Au début de 1842, Darwin envoie à Lyell une lettre pour lui exposer ses idées ; ce dernier est consterné de voir que celui qui a été son allié refuse maintenant « de voir un commencement à chaque groupe d’espèces ». En mai, le livre de Darwin sur les récifs coralliens est publié après plus de trois années de travail. En juin il écrit alors une « esquisse sommaire » de sa théorie tenant en 35 pages. Pour échapper aux pressions de Londres, la famille s’installe en novembre à la campagne, dans le domaine de Down House. Le 11 janvier 1844, Darwin écrit à son ami, le botaniste Sir Joseph Dalton Hooker, pour lui exposer sa théorie, en disant que c’est presque avouer « un meurtre », mais, à son grand soulagement, Hooker croit qu’« une modification graduelle des espèces pouvait bien avoir eu lieu » et il exprime son intérêt pour l’explication de Darwin. Vers le mois de juillet, Darwin développe une esquisse de ses vues dans un « essai » de 230 pages. Ses craintes de voir ses idées écartées comme une sorte de radicalisme lamarckien sont réveillées une nouvelle fois par la controverse que suscite en octobre une publication anonyme (l’auteur se révélera être Robert Chambers) intitulée Vestiges de l’Histoire naturelle de la Création. Ce livre qui est un best-seller accroît l’intérêt de la classe moyenne pour le transformisme, et ouvre ainsi la voie à Darwin. Cet ouvrage est néanmoins sévèrement attaqué par les scientifiques reconnus, ce qui lui rappelle la nécessité de répondre à toutes les difficultés avant de rendre publique sa théorie. Darwin termine son troisième livre de géologie, Geological Observations on South America en 1846 et entreprend à partir d’octobre une vaste étude sur les cirripèdes avec l’aide de Hooker. En janvier 1847, Hooker lit l’« essai » de Darwin et lui renvoie ses observations ; c’est la critique sereine dont Darwin a besoin, même si Hooker remet en question son rejet de l’idée d’une création continue.

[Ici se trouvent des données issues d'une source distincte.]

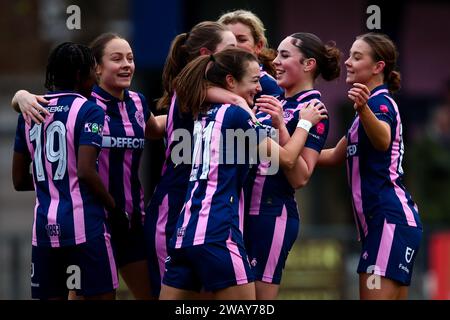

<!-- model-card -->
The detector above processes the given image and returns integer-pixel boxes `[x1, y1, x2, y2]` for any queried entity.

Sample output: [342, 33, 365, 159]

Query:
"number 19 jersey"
[14, 92, 105, 247]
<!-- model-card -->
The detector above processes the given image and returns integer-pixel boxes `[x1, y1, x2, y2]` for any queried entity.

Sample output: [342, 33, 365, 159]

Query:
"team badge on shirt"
[84, 122, 103, 135]
[316, 122, 325, 135]
[134, 111, 144, 127]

Pour essayer de traiter son état maladif chronique, Darwin se rend  à Malvern, une ville thermale, en 1848. La cure de quelques mois lui fait un grand bien et il peut reprendre son travail à son retour. À la mort de son père le 13 novembre, il est néanmoins tellement affaibli qu’il ne peut assister aux funérailles. En 1849, sa fille, Annie, tombe malade, ce qui réveille sa peur que la maladie puisse être héréditaire. Après une longue série de crises elle meurt en avril 1851, et Darwin perd alors toute foi en un Dieu bienveillant. En 1851, Marcel de Serres publie Du perfectionnement graduel des êtres organisés, qui illustre l’émergence de théories évolutionnistes dans les milieux scientifiques européens.

Les huit années que Darwin passe à travailler sur les cirripèdes lui permettent de trouver des « homologies » qui confortent sa théorie en montrant que de légers changements morphologiques peuvent permettre à différentes fonctions d’affronter des conditions nouvelles. En 1853, il obtient la médaille royale de la Royal Society, ce qui établit sa réputation comme biologiste. En 1854, il reprend le travail sur sa théorie des espèces et, en novembre, se rend compte que la divergence dans le caractère de descendants peut s’expliquer par le fait qu’ils se sont adaptés « à des situations différentes dans l’économie de la nature ».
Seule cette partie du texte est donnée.